I.5.2. BIOLOGICAL PLAUSIBILITY OF THE CANDIDATE GENES AND POLYMORPHISMS IN GENETIC ASSOCIATION STUDIES
A candidate gene is one that, on the basis of prior physiological, genetic or biochemical characterisation, is suspected to contribute to the aetiology of the disorder under investigation.
Candidate genes can be categorised into either positional candidates, chosen on the basis of a genomic location that has previously been found to be associated with the disorder, or hypothesis-driven candidates, chosen because of their (hypothesised) role in the aetiology of the disorder.
Obviously, any investigation into the causality of an observed association needs to account for the biological validity of the candidate gene, which depends on the prior probability that the candidate gene (and the variant under investigation) are involved in (in this case) OCD pathology. Therefore, it follows that a low prior probability of candidature will result in an increased risk of attaining false positive results.
In theory, the idea of prior probability would enable one to quantify biologic plausibility on a probability scale, and to incorporate it into subsequent statistical analyses; in reality, however, the prior probability that a candidate gene is involved in the development of OCD is difficult to determine exactly, due to the presently incomplete knowledge regarding the biological mechanisms of pathology. Prior probability can therefore, at best, be estimated, and is thus largely subjective and hypothesis-driven (Freimer and Sabatti, 2004).
On the basis of such estimation, the prior probability that a candidate gene is biologically plausible is increased if the gene has been found to be associated with existing familial forms
of the disorder and/or the same disease in a population of different ethnicity; if the gene variant is found to be involved in molecular mechanisms of the disorder; if the gene possesses a high mRNA copy in tissues thought to be affected by the pathological process of the disorder; and if sufficiently valid experimental evidence (for example, animal studies, gene knock-out models) exists to support the role of the candidate gene (or variant) in the disorder (or related disorders).

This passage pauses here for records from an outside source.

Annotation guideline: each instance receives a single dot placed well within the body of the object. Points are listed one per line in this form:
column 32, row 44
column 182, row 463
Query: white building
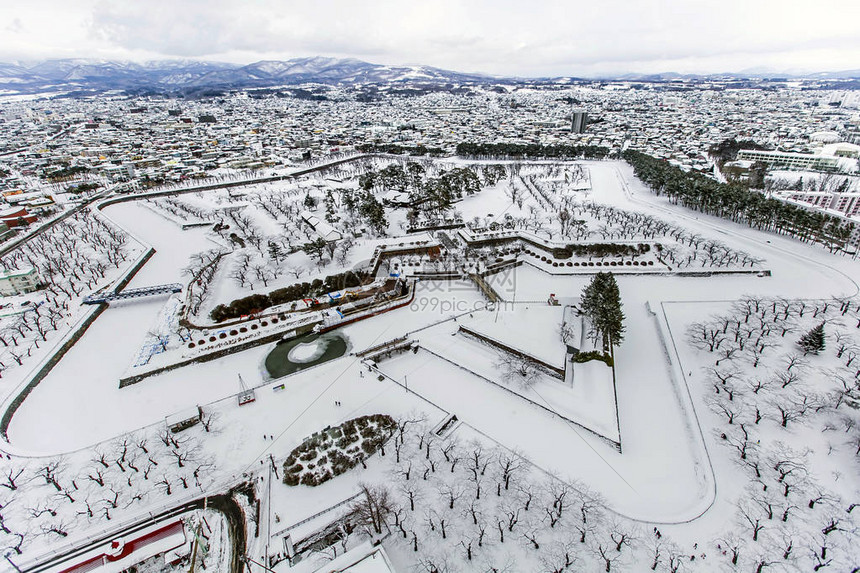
column 790, row 160
column 18, row 281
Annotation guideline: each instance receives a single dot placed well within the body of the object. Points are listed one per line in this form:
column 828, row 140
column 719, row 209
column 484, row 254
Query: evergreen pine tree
column 601, row 302
column 813, row 341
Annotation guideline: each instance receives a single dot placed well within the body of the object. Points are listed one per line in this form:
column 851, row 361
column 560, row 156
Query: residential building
column 18, row 281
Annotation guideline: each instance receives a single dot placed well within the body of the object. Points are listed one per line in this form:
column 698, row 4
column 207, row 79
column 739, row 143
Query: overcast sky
column 526, row 38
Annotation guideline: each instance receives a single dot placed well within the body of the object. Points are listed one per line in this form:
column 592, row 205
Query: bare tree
column 373, row 508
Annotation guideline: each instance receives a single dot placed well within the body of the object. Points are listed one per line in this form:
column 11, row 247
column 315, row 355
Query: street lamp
column 9, row 559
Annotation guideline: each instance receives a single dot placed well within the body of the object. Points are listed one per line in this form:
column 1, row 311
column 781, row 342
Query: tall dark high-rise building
column 578, row 121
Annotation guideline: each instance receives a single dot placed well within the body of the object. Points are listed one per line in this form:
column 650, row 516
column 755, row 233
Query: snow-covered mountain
column 188, row 76
column 183, row 75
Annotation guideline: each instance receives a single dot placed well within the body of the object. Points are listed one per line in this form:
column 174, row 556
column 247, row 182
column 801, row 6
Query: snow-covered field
column 673, row 468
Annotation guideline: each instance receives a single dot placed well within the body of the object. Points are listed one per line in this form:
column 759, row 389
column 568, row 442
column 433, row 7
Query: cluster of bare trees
column 201, row 270
column 469, row 506
column 51, row 497
column 72, row 257
column 768, row 397
column 181, row 209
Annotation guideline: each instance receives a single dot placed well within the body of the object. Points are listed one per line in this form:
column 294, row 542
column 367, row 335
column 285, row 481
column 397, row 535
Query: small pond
column 305, row 351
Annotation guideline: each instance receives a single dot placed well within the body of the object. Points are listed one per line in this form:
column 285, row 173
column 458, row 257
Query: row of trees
column 52, row 498
column 532, row 151
column 762, row 391
column 292, row 293
column 737, row 203
column 72, row 257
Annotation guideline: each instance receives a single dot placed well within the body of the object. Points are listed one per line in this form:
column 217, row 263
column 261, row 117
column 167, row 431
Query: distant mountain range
column 185, row 75
column 189, row 76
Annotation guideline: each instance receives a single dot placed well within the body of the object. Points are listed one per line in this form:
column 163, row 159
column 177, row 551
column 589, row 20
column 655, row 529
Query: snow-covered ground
column 672, row 468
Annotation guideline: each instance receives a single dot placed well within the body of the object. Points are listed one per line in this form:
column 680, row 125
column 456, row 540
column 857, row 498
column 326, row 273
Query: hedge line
column 258, row 302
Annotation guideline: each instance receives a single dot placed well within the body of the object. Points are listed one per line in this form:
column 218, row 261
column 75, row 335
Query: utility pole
column 6, row 555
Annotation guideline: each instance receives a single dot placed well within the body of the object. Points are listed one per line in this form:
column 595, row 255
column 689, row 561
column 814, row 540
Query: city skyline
column 551, row 39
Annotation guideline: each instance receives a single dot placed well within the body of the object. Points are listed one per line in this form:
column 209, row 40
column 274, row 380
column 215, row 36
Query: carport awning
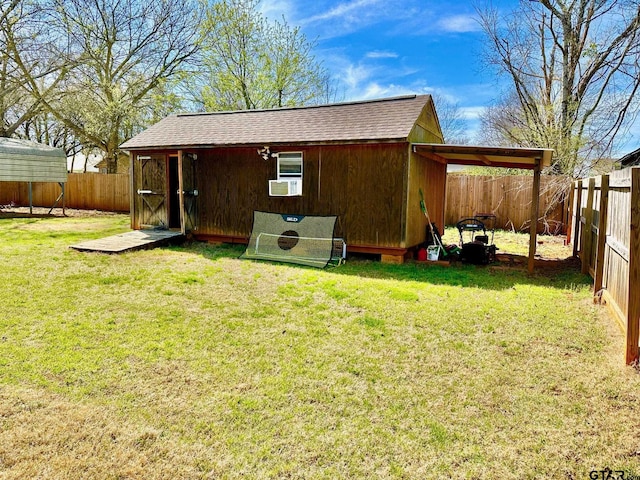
column 506, row 157
column 528, row 158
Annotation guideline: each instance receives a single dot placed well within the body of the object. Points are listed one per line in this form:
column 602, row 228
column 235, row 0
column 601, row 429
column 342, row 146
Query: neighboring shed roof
column 485, row 156
column 631, row 159
column 25, row 161
column 375, row 120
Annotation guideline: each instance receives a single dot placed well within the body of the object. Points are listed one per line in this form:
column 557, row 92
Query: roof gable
column 389, row 119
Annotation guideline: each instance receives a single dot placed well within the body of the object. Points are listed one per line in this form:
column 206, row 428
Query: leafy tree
column 128, row 49
column 30, row 57
column 249, row 62
column 573, row 72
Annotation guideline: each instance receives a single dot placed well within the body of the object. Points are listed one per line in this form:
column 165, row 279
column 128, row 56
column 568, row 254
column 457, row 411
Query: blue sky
column 383, row 48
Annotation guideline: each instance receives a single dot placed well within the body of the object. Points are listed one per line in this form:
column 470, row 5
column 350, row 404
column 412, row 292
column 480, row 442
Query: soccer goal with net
column 302, row 239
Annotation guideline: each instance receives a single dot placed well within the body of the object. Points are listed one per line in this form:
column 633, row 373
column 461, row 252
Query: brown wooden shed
column 207, row 173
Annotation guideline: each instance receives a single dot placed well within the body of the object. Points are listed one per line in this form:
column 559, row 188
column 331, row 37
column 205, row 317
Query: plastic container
column 433, row 252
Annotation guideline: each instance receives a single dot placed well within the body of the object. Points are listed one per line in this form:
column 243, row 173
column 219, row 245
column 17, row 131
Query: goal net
column 302, row 239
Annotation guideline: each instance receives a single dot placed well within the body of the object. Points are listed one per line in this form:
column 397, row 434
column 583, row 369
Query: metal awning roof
column 529, row 158
column 507, row 157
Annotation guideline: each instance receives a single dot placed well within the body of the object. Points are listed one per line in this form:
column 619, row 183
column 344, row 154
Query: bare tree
column 452, row 122
column 128, row 49
column 573, row 71
column 249, row 62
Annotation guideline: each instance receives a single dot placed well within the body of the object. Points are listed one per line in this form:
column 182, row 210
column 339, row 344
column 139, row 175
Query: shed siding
column 363, row 185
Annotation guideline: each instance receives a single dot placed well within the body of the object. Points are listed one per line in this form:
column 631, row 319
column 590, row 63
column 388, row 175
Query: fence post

The prior probability that the variant under investigation is involved in the disorder (or is in LD with a susceptibility allele) cannot be dismissed when assessing the biologic plausibity of candidate genes. Given the wide array of variants that one can choose from in an association study, available data needs to be sifted through to prioritise and select which polymorphisms will be most conducive to detecting association. The most likely polymorphisms to be associated with disease are those that affect the function of the candidate gene and its associated protein (Tabor et al., 2002). Therefore, at first glance, it would seem that an expedient approach would be to identify variants within the coding regions of candidate genes for use as markers. However, even non-coding variants have been found to influence gene function, especially those contained in regulatory regions (Horikawa et al., 2000).
Consequently, searches restricted to only coding variants may bypass important information contained within the non-coding regions. Unfortunately, present knowledge pertaining to the characterisation of regulatory regions and their effect on level of gene or phenotype expression is still in its infancy. In spite of this, it is known that the functional effects of polymorphisms within candidate genes are normally complex, and that, at a molecular level, the combinatorial nature of alleles should be taken into account. Therefore, it would be more conducive to the study that the genetic variants under investigation be considered in their haplotypic context, rather than in isolation.